TameJs is an extension to JavaScript created by the OK Cupid team. Its purpose is to make event programming “easier to write, read, and edit.” It can be used with Node.js or other V8 projects. According to the site: “Tame is not an attempt to dumb down async programming. It’s just a cleaner way to write it.”
You can find it in GitHub, licensed under the MIT license.
TameJs is actually based on a similar technology created by OK Cupid but designed for C++:
OkCupid serves externally over 100 million dynamic HTTP requests every day (over 1,000/second on average), each of which fires off calls to all kinds of other services, literally billions of async calls daily. Everything is Tamed, and we’ll never look back.

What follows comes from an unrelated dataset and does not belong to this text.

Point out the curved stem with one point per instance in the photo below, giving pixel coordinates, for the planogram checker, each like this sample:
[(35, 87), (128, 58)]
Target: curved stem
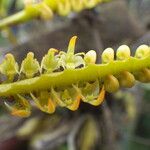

We’ve been watching the Node community for a while now, and here are our favorite sites/projects: HowToNode, debuggable, and Nodejitsu, and also the framework & middleware Express and Connect. The programmers at those sites have gotten us to turn our interest to Node. But async programming can fail in language scalability, if not performance scalability. JavaScript is missing native support for this kind of control-flow. (It’s worth noting C# just added an await primitive! They’re onto us.) We have the experience to see what it does to large-scale projects.
The C++ version is also available, however “it requires committing to certain other libraries you might not want (sfslite, libasync).”